On kinematical constraints in Regge calculus

TL;DR

This paper investigates the kinematical constraints in (3+1)D Hamiltonian Regge calculus, showing that certain derivative-containing constraints are consequences of equations of motion and can be omitted, simplifying the formulation.

Contribution

It demonstrates that derivative-containing kinematical constraints are derivable from equations of motion and do not introduce new dynamical variables in Regge calculus.

Findings

Derivative constraints are consequences of equations of motion.

Omitting these constraints does not affect the set of dynamical variables.

Simplifies the Hamiltonian formulation of Regge calculus.

Abstract

In the (3+1)D Hamiltonian Regge calculus (one of the coordinates, $ t$, is continuous) conjugate variables are (defined on triangles of discrete 3D section $ t=const$) finite connections and antisymmetric area bivectors.
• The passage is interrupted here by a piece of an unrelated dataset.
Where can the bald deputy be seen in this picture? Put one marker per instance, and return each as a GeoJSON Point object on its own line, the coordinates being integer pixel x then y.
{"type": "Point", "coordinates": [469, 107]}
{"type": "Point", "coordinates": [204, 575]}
The latter, however, are not independent, since triangles may have common edges. This circumstance can be taken into account with the help of the set of kinematical (that is, required to hold by definition of Regge manifold) bilinear constraints on bivectors. Some of these contain derivatives over $ t$, and taking them into account with the help of Lagrange multipliers would result in the new dynamical variables not having analogs in the continuum theory. It is shown that kinematical constraints with derivatives are consequences of eqs. of motion for Regge action supplemented with the rest of these constraints without derivatives and can be omitted; so the new dynamical variables do not appear.